Diagnostic abuse of veterans and the dilemmas of health professional ethics

Michael de Yoanna and Mark Benjamin in Salon have just published the first of a three-part series on pressure from the military to not diagnose soldiers with PTSD. They obtained a secret recording of a Denver neuropsychologist confessing to his patient, a sergeant wounded in Iraq, that he is under tremendous pressure to not assign PTSD diagnoses. [Thanks to Salon, you can listen to a portion of this recording here.]

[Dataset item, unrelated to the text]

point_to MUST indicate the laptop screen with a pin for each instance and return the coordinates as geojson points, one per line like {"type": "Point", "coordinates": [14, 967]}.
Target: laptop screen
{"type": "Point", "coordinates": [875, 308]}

“OK,” McNinch told Sgt. X. “I will tell you something confidentially that I would have to deny if it were ever public. Not only myself, but all the clinicians up here are being pressured to not diagnose PTSD and diagnose anxiety disorder NOS [instead].” McNinch told him that Army medical boards were “kick[ing] back” his diagnoses of PTSD, saying soldiers had not seen enough trauma to have “serious PTSD issues.”

“Unfortunately,” McNinch told Sgt. X, “yours has not been the only case … I and other [doctors] are under a lot of pressure to not diagnose PTSD. It’s not fair. I think it’s a horrible way to treat soldiers, but unfortunately, you know, now the V.A. is jumping on board, saying, ‘Well, these people don’t have PTSD,’ and stuff like that.”

Salon reporters talked with Dr. McNinch, and secretly recorded that conversation, obtaining confirmation of Sgt. X’s experience:

Contacted recently by Salon, McNinch seemed surprised that reporters had obtained the tape, but answered questions about the statements captured by the recording. McNinch told Salon that the pressure to misdiagnose came from the former head of Fort Carson’s Department of Behavioral Health. That colonel, an Army psychiatrist, is now at Fort Lewis in Washington state. “This was pressure that the commander of my Department of Behavioral Health put on me at that time,” he said. Since McNinch is a civilian employed by the Army, the colonel could not order him to give a specific, lesser diagnosis to soldiers. Instead, McNinch said, the colonel would “refuse to concur with me, or argue with me, or berate me” when McNinch diagnosed soldiers with PTSD. “It is just very difficult being a civilian in a military setting.”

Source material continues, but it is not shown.